Despite a tougher economic climate, Swedish ingredients company Karlshamns managed to achieve volume growth in all business areas for the first three months of the year with group net sales increasing by some 9 per cent to SK853 million.
But the effects of a more difficult climate took its toll on all business areas. Profits in the business area Oils & Fats declined to SK31 million from SK33 million for the same period last year. The company claimed keener competition on the European market combined with rising energy costs were responsible for the SK2 million fall in profits. Net sales for the first quarter reached SK597 million, up from SK558 million for the same period in 2002.
Hardening competition in the vegetable oil industrymainly affected margins on the Western European market and the more aggressive market conditions had negative effects on the margins for certain chocolate fats, reported Karlshamns this week. Although a growing demand for higher value-added non-trans products puts Karlshamns in a good position to increase its sales volumes within the business area Oils& Fats.
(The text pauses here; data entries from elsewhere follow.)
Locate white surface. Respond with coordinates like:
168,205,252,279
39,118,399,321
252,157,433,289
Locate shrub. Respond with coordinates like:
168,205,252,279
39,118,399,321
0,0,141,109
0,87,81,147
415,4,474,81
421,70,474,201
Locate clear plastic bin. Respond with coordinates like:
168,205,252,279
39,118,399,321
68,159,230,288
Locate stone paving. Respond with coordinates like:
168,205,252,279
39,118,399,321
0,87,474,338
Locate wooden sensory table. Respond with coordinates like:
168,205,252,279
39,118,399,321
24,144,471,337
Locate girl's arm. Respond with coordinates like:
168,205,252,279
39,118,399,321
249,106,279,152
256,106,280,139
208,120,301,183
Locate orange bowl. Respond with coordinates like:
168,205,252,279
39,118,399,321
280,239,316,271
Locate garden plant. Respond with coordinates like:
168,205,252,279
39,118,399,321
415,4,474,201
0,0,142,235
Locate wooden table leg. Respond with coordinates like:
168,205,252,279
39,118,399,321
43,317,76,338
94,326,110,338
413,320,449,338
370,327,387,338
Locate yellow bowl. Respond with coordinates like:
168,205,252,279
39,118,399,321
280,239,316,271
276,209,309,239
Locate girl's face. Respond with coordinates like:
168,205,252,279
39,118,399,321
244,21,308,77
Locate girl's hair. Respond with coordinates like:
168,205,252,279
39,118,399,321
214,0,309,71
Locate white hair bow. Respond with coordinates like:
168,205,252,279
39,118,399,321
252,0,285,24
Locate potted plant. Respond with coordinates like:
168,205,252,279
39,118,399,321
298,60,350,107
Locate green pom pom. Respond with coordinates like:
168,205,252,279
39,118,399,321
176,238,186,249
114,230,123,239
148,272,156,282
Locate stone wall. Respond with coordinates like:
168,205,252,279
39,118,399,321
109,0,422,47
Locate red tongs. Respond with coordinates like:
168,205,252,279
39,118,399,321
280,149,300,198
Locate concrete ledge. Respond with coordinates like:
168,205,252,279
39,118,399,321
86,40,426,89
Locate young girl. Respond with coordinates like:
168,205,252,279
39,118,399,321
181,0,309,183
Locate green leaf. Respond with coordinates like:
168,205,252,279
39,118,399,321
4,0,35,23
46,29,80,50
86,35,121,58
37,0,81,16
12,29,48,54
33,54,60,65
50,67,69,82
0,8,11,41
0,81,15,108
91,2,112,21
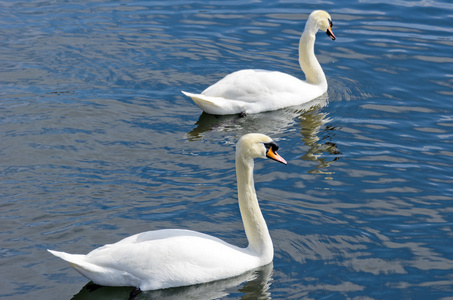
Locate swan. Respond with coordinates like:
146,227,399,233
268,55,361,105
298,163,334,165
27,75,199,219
182,10,336,115
48,133,286,293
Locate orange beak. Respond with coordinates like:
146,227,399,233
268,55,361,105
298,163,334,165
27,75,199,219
266,148,287,165
326,25,336,41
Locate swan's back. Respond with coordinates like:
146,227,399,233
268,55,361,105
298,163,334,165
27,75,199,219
50,229,262,290
183,69,325,115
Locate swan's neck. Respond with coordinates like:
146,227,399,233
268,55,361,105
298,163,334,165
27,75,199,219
299,23,327,90
236,157,274,262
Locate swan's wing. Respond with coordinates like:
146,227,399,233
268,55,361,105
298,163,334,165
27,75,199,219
51,229,259,290
182,91,246,115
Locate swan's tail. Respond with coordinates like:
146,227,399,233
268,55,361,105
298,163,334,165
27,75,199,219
47,249,105,280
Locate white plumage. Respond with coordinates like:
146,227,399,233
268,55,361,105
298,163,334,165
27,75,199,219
182,10,335,115
49,134,286,290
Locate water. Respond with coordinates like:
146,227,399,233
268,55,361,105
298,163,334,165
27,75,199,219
0,0,453,299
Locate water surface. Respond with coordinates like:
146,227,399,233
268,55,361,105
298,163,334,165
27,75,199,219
0,0,453,299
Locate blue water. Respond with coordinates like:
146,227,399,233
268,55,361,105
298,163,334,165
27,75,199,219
0,0,453,299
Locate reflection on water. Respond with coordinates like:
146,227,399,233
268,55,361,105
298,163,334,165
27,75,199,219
186,94,341,173
187,94,328,141
72,263,273,300
299,107,341,174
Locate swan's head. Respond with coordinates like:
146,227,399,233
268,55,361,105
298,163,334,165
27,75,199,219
307,10,336,40
236,133,286,165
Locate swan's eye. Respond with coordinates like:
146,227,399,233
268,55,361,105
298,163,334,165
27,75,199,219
263,142,278,152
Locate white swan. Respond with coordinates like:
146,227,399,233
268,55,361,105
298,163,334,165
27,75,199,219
48,133,286,291
182,10,335,115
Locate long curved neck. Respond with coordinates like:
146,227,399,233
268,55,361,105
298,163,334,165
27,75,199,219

In the chocolate and confectionery fats sector, the company reports that the growing competition and decreasing margins characterised the market for chocolate fats designed to replace cocoa butter. Karlshamns noted that the time frame for the new European directive, that will allow other vegetable fats to replace up to five per cent of cocoa butter and due to come into force in the autumn of 2003, remains difficult to estimate.
Turning to edible oils, high volumes occurred despite rapidly decreasing sales toCarlshamn Mejeri, one of the company's largest customers, with fats for the bakery and large scale catering industry along with DFA (Dairy Fat Alternatives) being the most rapidly growing product segments.
Looking ahead, fighting increasing competition will mark company strategy for the following year, reported Karlshamns. The company hopes that focus and priority on sustainable profitable growth should deliver substantial profits in the longer, rather than medium, term. The emphasis will remain on productivity improving measures to offset the strengthening competition, while continuing to establish and develop, as quickly as possible, new growth platforms.